The old Cube4You website is now on www.9cube.net It's identical to the one before the renovation, you know, the purple one.


----------



## Zeroknight (Oct 14, 2009)

do they have any more porcelain cubes, because I couldn't find it.


----------



## daniel0731ex (Oct 15, 2009)

Zeroknight said:


> do they have any more porcelain cubes, because I couldn't find it.



porcelain FTW!! awsome!!

i wish there is a porcelain type c


----------



## HowSuneIsNow (Oct 15, 2009)

please forgive my ignorance, but what's so great about porcelain cubes?


----------



## daniel0731ex (Oct 15, 2009)

HowSuneIsNow said:


> please forgive my ignorance, but what's so great about porcelain cubes?



i just like the color..


----------



## stevethecuber (Oct 17, 2009)

sorry for the bump-
Well i ordered from cube4you last wednesday and paid for it. (received my e-mail from paypal)
But it says in the site that it has not yet been paid. I tried e-mailing zhu zhu or rubik but still no answer. Did anyone else experience this?


----------



## zip_dog12 (Oct 17, 2009)

stevethecuber said:


> sorry for the bump-
> Well i ordered from cube4you last wednesday and paid for it. (received my e-mail from paypal)
> But it says in the site that it has not yet been paid. I tried e-mailing zhu zhu or rubik but still no answer. Did anyone else experience this?



I believe it has something to do with eCheck being delayed. The c4y forum has a bit of info on that subject.

http://forum.cube4you.com/


----------



## ~Phoenix Death~ (Oct 17, 2009)

DcF1337 said:


> I like it. The new template makes it easier to find things.

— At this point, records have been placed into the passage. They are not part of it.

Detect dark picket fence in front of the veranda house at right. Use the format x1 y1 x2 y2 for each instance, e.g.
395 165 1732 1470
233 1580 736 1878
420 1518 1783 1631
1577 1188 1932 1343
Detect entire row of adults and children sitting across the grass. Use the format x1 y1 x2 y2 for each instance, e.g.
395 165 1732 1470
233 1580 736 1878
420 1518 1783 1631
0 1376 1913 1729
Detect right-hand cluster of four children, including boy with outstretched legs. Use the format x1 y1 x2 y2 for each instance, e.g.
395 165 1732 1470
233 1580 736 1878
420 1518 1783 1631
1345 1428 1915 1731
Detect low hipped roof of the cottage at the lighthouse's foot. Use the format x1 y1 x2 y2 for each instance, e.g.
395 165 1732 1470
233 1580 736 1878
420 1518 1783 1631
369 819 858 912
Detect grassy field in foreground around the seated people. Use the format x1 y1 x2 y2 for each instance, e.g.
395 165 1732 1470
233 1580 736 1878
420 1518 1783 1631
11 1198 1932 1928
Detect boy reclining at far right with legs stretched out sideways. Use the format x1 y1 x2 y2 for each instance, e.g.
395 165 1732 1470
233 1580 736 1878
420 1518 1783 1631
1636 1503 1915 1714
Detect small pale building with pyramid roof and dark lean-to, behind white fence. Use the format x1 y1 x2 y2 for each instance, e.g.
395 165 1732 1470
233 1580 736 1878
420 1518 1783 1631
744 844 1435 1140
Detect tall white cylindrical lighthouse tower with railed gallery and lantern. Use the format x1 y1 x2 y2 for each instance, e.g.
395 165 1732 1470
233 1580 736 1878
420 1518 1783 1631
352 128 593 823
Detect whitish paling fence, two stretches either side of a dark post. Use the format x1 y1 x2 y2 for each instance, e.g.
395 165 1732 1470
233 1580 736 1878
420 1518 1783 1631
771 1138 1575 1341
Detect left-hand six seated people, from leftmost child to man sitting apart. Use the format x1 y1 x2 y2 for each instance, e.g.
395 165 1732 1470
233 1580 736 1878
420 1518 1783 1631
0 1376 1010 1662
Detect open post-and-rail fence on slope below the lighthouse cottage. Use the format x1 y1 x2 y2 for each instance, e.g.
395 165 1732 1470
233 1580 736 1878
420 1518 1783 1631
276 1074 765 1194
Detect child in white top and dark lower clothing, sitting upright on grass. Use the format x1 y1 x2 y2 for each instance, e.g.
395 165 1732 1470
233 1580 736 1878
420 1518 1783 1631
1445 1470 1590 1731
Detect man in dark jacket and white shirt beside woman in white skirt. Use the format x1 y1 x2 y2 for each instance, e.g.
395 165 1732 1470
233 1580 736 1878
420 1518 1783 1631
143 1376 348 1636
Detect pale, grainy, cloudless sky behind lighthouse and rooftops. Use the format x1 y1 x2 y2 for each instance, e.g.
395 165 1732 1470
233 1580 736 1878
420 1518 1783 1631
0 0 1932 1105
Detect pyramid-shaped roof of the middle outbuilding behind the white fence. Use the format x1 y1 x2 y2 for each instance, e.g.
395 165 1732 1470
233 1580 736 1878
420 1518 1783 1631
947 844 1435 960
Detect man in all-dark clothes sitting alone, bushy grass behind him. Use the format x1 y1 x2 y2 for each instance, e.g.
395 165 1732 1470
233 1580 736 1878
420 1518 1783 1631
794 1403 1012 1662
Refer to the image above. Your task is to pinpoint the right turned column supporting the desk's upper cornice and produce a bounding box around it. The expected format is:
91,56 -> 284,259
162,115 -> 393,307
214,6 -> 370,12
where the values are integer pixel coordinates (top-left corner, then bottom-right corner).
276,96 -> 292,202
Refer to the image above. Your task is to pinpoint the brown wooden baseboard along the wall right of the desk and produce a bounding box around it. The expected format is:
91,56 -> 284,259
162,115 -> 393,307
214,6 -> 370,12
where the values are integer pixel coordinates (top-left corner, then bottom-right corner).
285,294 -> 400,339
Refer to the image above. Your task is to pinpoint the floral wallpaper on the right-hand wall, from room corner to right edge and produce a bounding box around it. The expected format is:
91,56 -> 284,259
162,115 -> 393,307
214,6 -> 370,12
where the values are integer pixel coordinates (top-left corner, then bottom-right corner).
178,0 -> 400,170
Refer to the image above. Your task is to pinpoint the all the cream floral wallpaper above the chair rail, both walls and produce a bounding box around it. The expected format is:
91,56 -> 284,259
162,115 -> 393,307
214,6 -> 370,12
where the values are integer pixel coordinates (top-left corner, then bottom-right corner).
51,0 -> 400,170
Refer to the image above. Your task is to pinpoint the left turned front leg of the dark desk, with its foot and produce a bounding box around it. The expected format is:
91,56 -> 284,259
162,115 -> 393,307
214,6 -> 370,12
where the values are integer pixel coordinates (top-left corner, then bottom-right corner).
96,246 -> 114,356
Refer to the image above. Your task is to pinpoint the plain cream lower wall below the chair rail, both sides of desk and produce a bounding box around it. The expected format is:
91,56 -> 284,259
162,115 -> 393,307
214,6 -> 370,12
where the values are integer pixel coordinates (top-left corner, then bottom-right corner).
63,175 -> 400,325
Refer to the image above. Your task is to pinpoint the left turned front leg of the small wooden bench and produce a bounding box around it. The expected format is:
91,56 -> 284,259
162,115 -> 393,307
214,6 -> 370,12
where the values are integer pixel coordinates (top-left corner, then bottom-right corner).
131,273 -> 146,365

No freaking kidding. The shipping rate went down a bit. I can find cubes a lot easier now.
But my parents don't wanna buy stuff from China. Only in the USA.


----------



## panyan (Oct 17, 2009)

~Phoenix Death~ said:


> But my parents don't wanna buy stuff from China.



then they will have a hard time buying anything! i'd say over 40% of global products are made in China


----------